SINGAPORE DATA: Residual fuel stocks fall 2.7% to 20.8 mil barrels in week to July 13
15th July 2022 09:12 GMT

Singapore's residual fuel stocks fell 2.7% week on week to 20.821 million barrels in the week to July 13, Enterprise Singapore data showed late July 14, despite higher imports and lower exports.

The stocks have been relatively steady since the week ended May 25 and have been in the range of 20.194-21.422 million barrels, according to the data.

Market sources said stocks fell when there was a decrease in the transportation of finished bunker fuel from floating storage to landed terminals and when loadings to bunker barges became active.

Singapore inventory data only counts stocks in onshore terminals.

Singapore's fuel oil imports jumped 24.3% week on week to 844,422 mt over July 7-13, the data showed.

Imports from Asia, accounting for 40% of total imports, fell 8.8% to 333,954 mt in the week to July 13. Malaysia was the biggest fuel oil supplier to Singapore over July 7-13 with 209,943 mt, down 23.7% from the previous week.

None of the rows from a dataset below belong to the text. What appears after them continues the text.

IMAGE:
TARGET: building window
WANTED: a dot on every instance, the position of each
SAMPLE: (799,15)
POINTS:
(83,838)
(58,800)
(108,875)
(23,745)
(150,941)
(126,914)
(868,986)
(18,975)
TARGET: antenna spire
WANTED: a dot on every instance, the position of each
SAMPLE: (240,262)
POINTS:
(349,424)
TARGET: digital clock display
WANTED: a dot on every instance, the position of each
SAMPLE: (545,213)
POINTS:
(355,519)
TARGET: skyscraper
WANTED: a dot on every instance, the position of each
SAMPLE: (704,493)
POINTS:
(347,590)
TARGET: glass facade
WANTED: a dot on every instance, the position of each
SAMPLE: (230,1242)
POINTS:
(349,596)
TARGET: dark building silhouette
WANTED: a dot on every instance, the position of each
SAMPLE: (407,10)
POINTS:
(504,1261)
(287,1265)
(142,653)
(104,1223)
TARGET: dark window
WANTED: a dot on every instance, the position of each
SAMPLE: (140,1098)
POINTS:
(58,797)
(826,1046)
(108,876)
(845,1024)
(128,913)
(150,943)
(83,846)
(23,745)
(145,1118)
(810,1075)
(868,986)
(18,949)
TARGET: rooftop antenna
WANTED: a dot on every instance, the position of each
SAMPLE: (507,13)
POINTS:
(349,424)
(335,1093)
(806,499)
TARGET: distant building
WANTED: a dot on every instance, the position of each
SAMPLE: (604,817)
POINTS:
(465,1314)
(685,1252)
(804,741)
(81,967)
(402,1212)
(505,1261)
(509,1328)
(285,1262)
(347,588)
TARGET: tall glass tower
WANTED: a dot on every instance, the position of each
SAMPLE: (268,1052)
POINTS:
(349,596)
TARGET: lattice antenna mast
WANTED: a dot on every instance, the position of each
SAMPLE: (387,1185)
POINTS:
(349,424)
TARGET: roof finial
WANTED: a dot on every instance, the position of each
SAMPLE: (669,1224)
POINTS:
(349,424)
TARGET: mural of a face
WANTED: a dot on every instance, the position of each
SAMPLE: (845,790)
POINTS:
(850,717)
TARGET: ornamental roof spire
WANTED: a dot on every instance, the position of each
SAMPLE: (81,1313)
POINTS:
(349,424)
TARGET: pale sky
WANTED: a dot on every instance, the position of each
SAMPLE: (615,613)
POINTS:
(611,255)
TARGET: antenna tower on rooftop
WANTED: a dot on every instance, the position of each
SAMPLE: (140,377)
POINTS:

Bunker suppliers in Singapore typically store blending components and perform offshore blending operations in floating storages at Tanjung Pelepas in Malaysia before transferring the finished product to onshore terminals in Singapore.

Fuel oil imports from the Americas saw the biggest week-on-week jump among the regions, with all 171,335 mt coming from Brazil, according to the data. There were no imports from Americas in the previous week. Brazil is one of the biggest low sulfur fuel oil component suppliers to Asia.

There have been turnaround at refineries in Brazil and cargo arrival from the country is lower than normal in July and August, said a fuel oil trader.

Singapore imported 160,396 mt of fuel oil from Europe over July 7-13, up 162.6% week on week, the data showed.

There were no fuel oil imports from Russia since June 30, according to the data.

On the other hand, Singapore's fuel oil exports dipped 1.1% on the week to 208,911 mt over July 7-13. Exports to China recorded the biggest drop by volume as 19,951 mt of fuel oil was exported, down 73.2% from a week earlier, according to the data. The second largest drop was seen in Bangladesh as no exports were recoded to the regular destination in the week, compared with 38,014 mt in the previous week.

 

Steady bunker demand

 

Bunker demand in Singapore has remained steady in the week ended July 15, despite high prices in the city state. Singapore delivered marine fuel 0.5% was assessed at a $20/mt premium to nearest competitor Zhoushan July 14, data from S&P Global Commodity Insights showed.

Despite lower crude prices this week, the downside for marine fuel prices at the top bunkering hub in the world has been limited by a constant stream of enquiries from shipowners, with many trying to book bunker deliveries well in advance due to the dearth of spot loading availability.

Lead time for delivered bunkers in Singapore ranges from eight to 14 days, but a number of sellers are advising customers to allow for at least 10 days lead time.

Singapore delivered marine fuel 0.5%S premium over benchmark Singapore marine fuel 0.5%S cargo assessments rose by $7.63/mt day on day to $110.65/mt July 14, S&P Global data showed, supported by healthy demand for delivered bunkers. It averaged $106.63/mt in the week to July 14, down from $113.49/mt in the previous week.

Singapore delivered marine fuel 0.5%S averaged $1,000/mt in the week to July 14, declining 7% from the previous week.